Context
I spent the last couple of weeks learning how to optimize multithreading and multiprocessing to increase throughput during Tensorflow training. We have been able to overcome our CPU bottleneck, making our training GPU-limited. The library’s documentation is not inviting, and I found a lack of community information on the subject, so I thought I would summarize some of what I learned. I knew nothing about multiprocessing when I started this project, so hopefully everything here should not be too out of reach for beginners.
Multihreading and multiprocessing share the common goal of parallelizing code. When you want several things happening at the same time, some combination of the two can usually reduce the runtime of your application.
Python’s threading and processing have different intended purposes, which can make them easy to confuse and difficult to use appropriately with Tensorflow.
Threads are useful for compartmentalizing asynchronous pieces of code. For example, a RESTful API that makes lightweight database queries can parallelize I/O reads by taking advantage of multithreading. Threads share namespace and memory, so asynchronous calls performed as threads share the spawning parent context. Shared contexts make threads easy to write and use, because you know exactly what’s happening and where it is happening.
Threads fail to parallelize for any CPU-intensive operations, however. Python’s Global Interpreter Lock (GIL) prevents any two simultaneous computations even if multiple cores are available. Tensorflow training therefore cannot be usefully accelerated with threads (outside of data loading/saving).

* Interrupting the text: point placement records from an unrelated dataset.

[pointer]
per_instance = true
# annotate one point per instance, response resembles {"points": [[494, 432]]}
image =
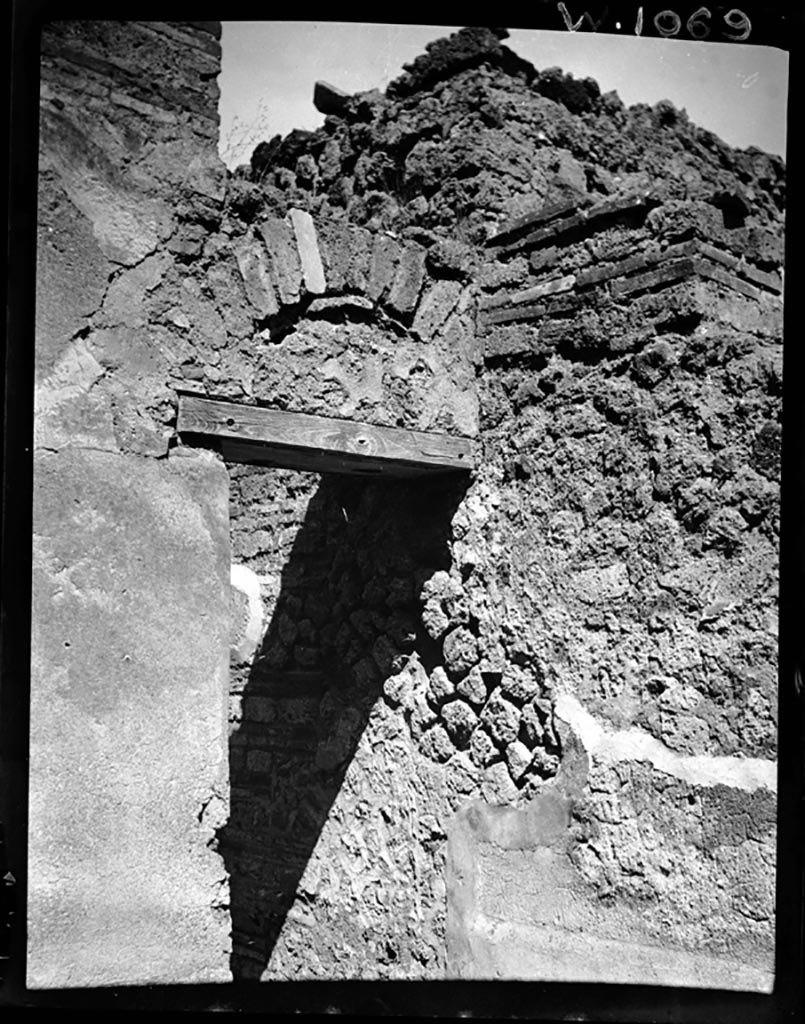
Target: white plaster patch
{"points": [[635, 744], [243, 579]]}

As you might guess, multiprocessing bypasses the GIL and lets Python access CPUs at any given time. The caveat is that Python multiprocessing is memory-inefficient, and adds a data transmission barrier between processes. You should probably try to use alternatives if possible.
Possible alternatives to multiprocessing:
-
Pyro4: Uses a proxy server to run scripts across a network of resources.
-
Dask/Spark: Organizes a series of worker nodes into a cluster. Scheduler node can load data and map functions across the cluster in a distributed manner.
-
Hadoop cluster: Transfer and apply functions across a distributed data set
-
mpi4py: Low-level (language-agnostic) message passing interface that can coordinate scripts among a series of nodes.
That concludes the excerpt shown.